This point is similar to part 1, but flying in coach makes flying in first class even better. By experiencing the inadequacies of coach, we are better able to appreciate the abundances of first class.
If we were to fly in business or first class all of the time, we would be susceptible to hedonic adaptation, or our tendency to revert to a set point of happiness in spite of positive or negative externalities (okay, I’m slightly misappropriating this idea for this post). Rather than being delighted by being offered champagne at all, we’ll be disappointed by not being offered the 2002 vintage of Dom Perignon if we constantly fly in premium cabins. Our expectations end up shifting higher, which leads for greater opportunity for disappointment and greater possibility of displeasure.
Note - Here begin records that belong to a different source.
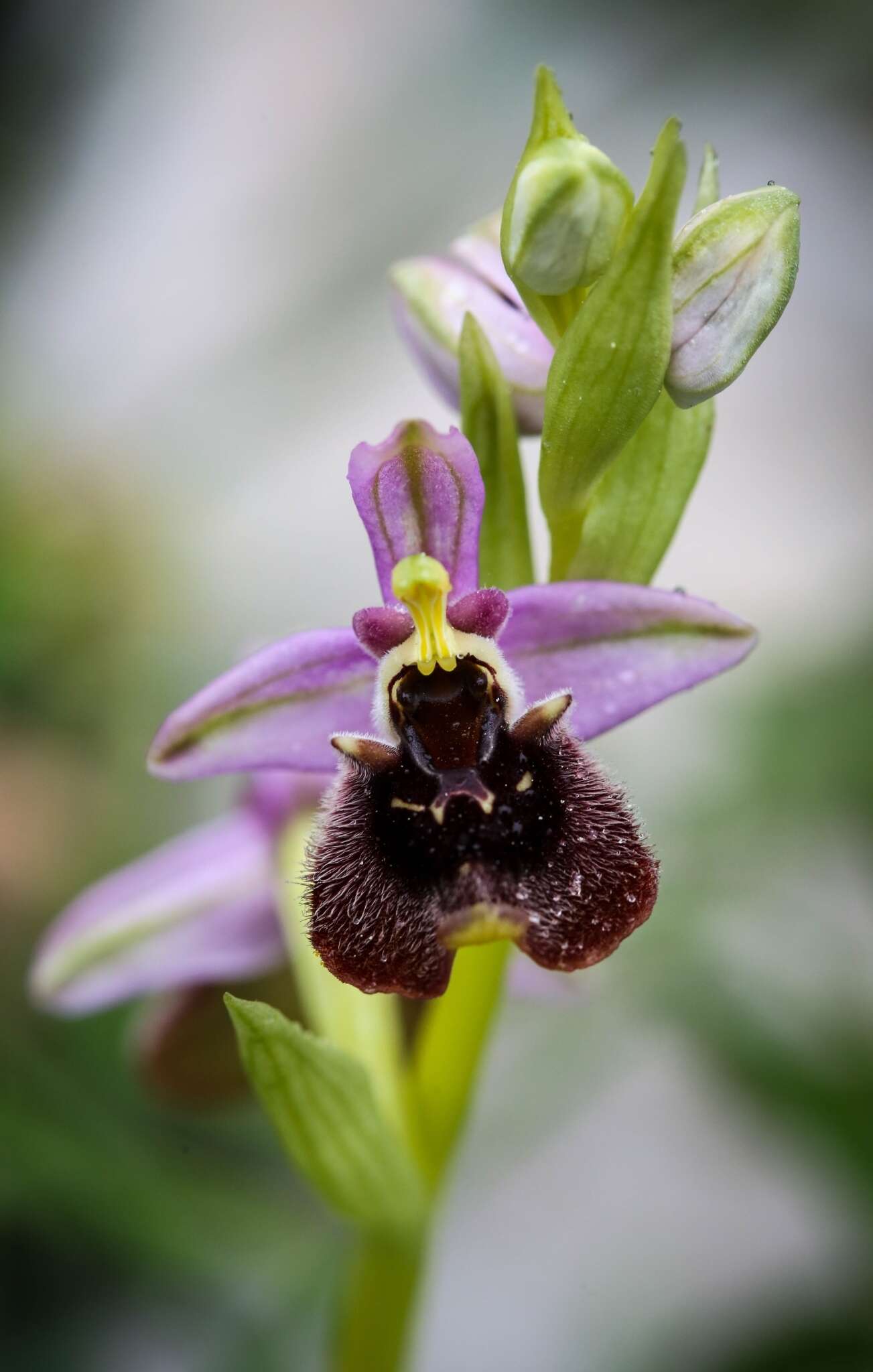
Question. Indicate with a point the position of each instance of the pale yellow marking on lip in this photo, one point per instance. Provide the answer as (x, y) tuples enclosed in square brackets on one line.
[(485, 924)]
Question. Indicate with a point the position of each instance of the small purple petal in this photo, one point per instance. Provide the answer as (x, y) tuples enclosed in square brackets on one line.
[(420, 492), (200, 908), (381, 629), (618, 648), (276, 709), (481, 612), (430, 299)]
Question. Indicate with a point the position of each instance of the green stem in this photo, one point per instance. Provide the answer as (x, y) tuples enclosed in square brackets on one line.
[(375, 1318), (449, 1050), (378, 1305)]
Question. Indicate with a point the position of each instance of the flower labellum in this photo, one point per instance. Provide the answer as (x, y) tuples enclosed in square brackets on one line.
[(734, 271), (474, 823)]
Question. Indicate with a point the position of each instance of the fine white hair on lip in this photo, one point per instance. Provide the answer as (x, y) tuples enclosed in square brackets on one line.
[(467, 645)]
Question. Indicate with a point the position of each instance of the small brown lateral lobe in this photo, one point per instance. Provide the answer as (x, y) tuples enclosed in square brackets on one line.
[(472, 818)]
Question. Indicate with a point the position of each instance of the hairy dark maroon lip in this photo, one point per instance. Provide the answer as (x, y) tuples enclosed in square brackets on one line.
[(472, 829)]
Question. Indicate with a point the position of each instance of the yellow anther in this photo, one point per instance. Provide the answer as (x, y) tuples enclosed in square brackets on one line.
[(423, 585)]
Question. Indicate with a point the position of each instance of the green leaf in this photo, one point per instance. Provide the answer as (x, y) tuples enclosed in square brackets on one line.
[(323, 1107), (709, 187), (368, 1028), (563, 214), (637, 504), (610, 365), (488, 419)]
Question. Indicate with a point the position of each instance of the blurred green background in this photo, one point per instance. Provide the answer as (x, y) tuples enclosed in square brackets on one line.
[(671, 1165)]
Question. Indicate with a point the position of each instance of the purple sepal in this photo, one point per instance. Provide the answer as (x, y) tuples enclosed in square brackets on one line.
[(276, 709), (275, 796), (618, 648), (196, 910), (482, 612), (420, 492), (381, 629)]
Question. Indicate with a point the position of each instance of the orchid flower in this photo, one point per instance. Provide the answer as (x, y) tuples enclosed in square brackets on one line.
[(464, 807)]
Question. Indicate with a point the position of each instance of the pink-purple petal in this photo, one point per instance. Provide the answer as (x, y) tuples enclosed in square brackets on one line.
[(420, 492), (482, 612), (382, 627), (480, 250), (276, 709), (618, 648), (275, 796), (200, 908)]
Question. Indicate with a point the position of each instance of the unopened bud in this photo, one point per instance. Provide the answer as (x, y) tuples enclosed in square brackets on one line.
[(734, 271), (431, 297), (569, 209)]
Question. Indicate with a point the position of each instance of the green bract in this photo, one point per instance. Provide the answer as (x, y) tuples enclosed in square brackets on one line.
[(563, 216), (488, 420), (637, 504), (610, 364), (708, 182), (734, 272), (322, 1103)]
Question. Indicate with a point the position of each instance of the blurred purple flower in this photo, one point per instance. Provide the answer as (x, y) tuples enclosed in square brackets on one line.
[(433, 294), (195, 911)]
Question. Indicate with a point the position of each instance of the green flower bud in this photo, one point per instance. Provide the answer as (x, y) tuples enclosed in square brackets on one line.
[(569, 210), (734, 271), (563, 214)]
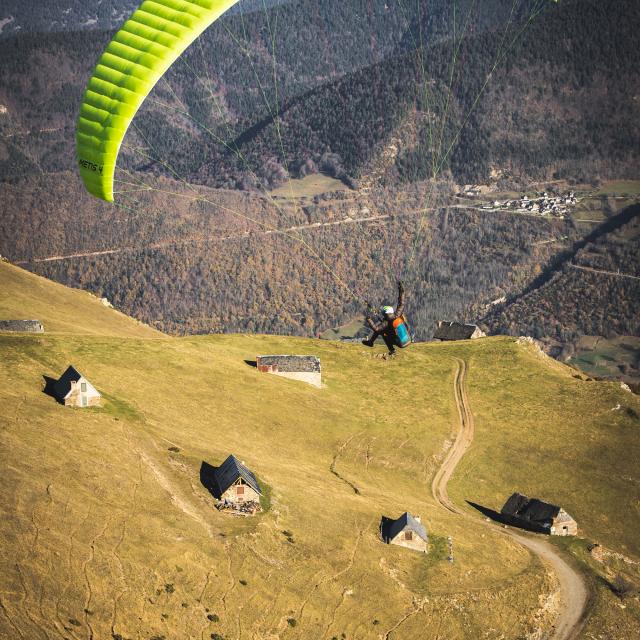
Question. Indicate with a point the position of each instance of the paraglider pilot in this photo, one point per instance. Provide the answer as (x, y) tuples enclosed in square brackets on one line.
[(384, 326)]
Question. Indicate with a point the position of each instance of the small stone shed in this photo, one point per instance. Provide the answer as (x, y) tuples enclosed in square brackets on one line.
[(536, 515), (457, 331), (73, 390), (407, 531), (304, 368), (26, 326), (234, 483)]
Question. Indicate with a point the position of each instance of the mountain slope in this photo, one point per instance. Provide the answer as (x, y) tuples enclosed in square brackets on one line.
[(112, 534), (24, 295)]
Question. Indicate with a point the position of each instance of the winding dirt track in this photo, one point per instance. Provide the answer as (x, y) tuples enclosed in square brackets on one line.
[(573, 591)]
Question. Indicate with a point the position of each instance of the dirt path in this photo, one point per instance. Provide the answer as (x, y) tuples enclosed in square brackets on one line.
[(617, 274), (573, 591)]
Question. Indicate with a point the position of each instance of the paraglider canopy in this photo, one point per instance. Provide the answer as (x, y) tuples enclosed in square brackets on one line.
[(148, 43)]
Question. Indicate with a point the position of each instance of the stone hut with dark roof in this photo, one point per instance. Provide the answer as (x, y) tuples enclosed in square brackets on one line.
[(536, 515), (457, 331), (72, 389), (304, 368), (407, 531), (26, 326), (234, 483)]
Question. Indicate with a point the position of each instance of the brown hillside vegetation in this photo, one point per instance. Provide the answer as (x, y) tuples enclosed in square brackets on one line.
[(111, 535)]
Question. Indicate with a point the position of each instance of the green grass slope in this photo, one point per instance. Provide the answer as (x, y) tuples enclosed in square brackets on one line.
[(106, 532), (24, 295)]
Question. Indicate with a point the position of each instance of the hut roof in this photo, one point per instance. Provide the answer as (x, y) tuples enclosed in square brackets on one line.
[(454, 331), (531, 509), (390, 528), (62, 387), (229, 471)]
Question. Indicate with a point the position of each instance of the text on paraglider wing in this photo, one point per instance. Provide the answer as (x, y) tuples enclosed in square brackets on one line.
[(92, 166)]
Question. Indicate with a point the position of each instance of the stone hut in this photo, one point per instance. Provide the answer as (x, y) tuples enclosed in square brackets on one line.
[(457, 331), (535, 515), (407, 531), (234, 483), (304, 368), (26, 326), (73, 390)]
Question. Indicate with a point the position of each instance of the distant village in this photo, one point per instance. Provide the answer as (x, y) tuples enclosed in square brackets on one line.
[(543, 203)]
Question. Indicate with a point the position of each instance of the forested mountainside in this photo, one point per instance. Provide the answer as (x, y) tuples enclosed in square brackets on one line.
[(198, 268), (596, 292), (26, 16), (562, 99), (361, 92)]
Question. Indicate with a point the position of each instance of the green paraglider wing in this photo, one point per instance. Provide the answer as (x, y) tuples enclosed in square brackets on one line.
[(140, 53)]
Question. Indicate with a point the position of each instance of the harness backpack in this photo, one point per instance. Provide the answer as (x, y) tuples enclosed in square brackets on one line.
[(402, 332)]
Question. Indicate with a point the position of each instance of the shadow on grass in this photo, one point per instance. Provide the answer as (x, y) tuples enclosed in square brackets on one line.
[(502, 518), (49, 388), (489, 513)]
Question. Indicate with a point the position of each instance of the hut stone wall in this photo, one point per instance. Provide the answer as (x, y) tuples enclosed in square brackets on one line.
[(564, 525), (240, 492), (82, 396), (411, 540), (304, 368), (457, 331), (26, 326)]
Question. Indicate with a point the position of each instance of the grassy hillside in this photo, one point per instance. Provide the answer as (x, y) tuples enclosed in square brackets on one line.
[(111, 534), (24, 295)]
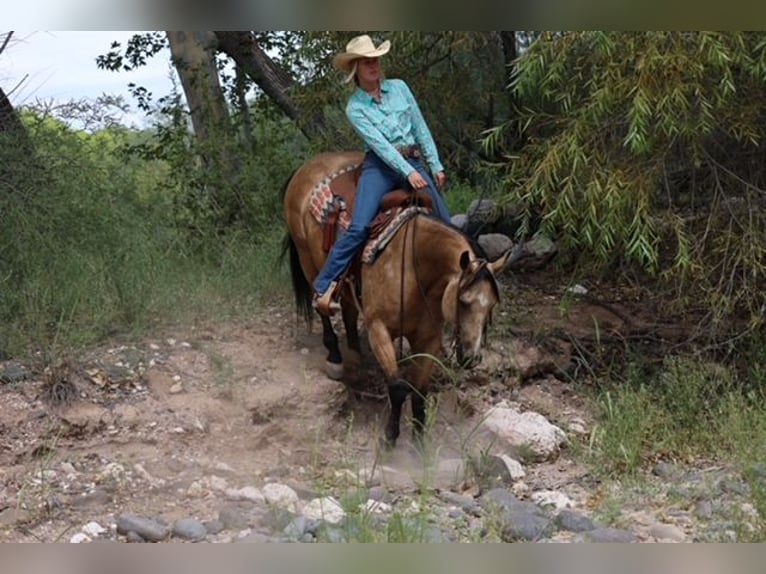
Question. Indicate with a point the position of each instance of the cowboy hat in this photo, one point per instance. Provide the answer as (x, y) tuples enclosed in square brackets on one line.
[(359, 47)]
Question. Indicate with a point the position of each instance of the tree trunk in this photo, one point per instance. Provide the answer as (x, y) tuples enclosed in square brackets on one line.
[(244, 109), (271, 78), (194, 58), (10, 122), (510, 53)]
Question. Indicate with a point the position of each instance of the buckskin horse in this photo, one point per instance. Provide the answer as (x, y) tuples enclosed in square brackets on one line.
[(428, 275)]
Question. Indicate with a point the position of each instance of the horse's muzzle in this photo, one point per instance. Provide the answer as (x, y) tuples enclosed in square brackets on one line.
[(468, 360)]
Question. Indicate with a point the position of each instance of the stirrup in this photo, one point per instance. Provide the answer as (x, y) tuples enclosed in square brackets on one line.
[(325, 303)]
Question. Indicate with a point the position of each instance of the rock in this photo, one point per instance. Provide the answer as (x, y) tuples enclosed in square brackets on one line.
[(232, 518), (282, 496), (494, 244), (551, 498), (574, 521), (93, 529), (13, 516), (375, 507), (213, 527), (669, 532), (296, 529), (518, 524), (326, 508), (667, 471), (134, 538), (449, 472), (250, 493), (189, 529), (515, 469), (703, 509), (499, 497), (525, 430), (12, 373), (96, 498), (460, 220), (149, 529), (604, 535)]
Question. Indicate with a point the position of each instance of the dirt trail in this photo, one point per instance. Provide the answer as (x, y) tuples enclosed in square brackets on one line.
[(177, 424)]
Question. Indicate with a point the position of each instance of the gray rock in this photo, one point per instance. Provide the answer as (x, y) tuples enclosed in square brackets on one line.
[(134, 538), (257, 538), (232, 518), (213, 527), (604, 535), (703, 509), (667, 532), (734, 486), (667, 471), (12, 373), (499, 497), (434, 535), (494, 244), (150, 529), (465, 503), (296, 529), (460, 220), (574, 521), (189, 529), (523, 525), (334, 535)]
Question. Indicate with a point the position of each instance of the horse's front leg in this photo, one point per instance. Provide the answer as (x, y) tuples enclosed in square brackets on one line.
[(383, 348), (350, 317), (334, 361), (424, 352)]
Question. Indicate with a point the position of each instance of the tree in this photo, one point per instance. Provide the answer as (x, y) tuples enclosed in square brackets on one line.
[(644, 158), (9, 119)]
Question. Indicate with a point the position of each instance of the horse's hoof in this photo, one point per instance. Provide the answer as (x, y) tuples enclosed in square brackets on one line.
[(386, 444), (334, 370)]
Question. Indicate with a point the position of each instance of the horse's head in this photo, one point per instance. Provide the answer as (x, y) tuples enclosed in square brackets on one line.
[(477, 294)]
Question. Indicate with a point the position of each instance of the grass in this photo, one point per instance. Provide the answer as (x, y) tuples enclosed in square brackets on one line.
[(687, 411)]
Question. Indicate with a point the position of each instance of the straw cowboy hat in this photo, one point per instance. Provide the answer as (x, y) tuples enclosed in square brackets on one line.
[(359, 47)]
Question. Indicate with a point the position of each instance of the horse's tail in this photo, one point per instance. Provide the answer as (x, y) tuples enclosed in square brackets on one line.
[(301, 287)]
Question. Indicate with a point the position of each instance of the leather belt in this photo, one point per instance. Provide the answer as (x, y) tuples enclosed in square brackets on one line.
[(409, 150)]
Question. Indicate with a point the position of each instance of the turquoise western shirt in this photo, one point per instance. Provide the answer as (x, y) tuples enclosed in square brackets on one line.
[(395, 121)]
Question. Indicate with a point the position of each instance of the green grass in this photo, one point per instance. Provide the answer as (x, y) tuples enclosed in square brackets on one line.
[(687, 411), (95, 244)]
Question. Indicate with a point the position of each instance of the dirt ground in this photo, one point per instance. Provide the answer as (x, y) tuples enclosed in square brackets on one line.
[(154, 423)]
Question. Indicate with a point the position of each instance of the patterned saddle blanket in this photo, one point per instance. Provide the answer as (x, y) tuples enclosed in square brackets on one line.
[(331, 204)]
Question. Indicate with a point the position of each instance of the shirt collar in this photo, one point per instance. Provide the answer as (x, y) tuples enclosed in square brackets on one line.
[(367, 98)]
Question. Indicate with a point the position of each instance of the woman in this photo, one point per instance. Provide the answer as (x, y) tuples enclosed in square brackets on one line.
[(396, 138)]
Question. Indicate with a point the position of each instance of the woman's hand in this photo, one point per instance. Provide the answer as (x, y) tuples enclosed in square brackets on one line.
[(441, 179), (416, 180)]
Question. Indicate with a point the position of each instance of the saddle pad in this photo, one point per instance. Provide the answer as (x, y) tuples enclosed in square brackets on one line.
[(322, 200), (376, 245)]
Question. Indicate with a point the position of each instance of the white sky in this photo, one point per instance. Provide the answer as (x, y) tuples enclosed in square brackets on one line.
[(61, 66)]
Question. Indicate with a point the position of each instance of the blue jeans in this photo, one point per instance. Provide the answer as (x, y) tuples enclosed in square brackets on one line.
[(376, 180)]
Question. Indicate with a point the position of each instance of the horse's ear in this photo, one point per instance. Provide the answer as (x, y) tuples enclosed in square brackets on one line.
[(499, 264), (465, 260)]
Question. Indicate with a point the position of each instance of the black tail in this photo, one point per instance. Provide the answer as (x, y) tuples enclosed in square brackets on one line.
[(302, 289)]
I experienced this myself when going to the British Airways Concorde Room immediately after spending hours in the Emirates First Class Lounge in Dubai. While in the Emirates lounge, I soon started to become accustomed to the plentiful food options, ample uncrowded space, and ubiquitous service people ready and willing to satisfy any request. This made it so that I was pretty unimpressed by the Concorde Room once I got there, as the food options aren’t that plentiful (at least for breakfast), it’s a relatively small space, and there aren’t that many service people. But the Concorde Room is still much better than any US domestic lounge, but I wasn’t able to fully appreciate it because I had overdosed on other great premium lounges immediately prior.
Thus, flying in coach makes flying in first better because it helps us reset our expectations so that they’re consistently exceeded when flying in first. I can confidently say that I’m better able to enjoy first class after I’ve had a couple of trips in coach.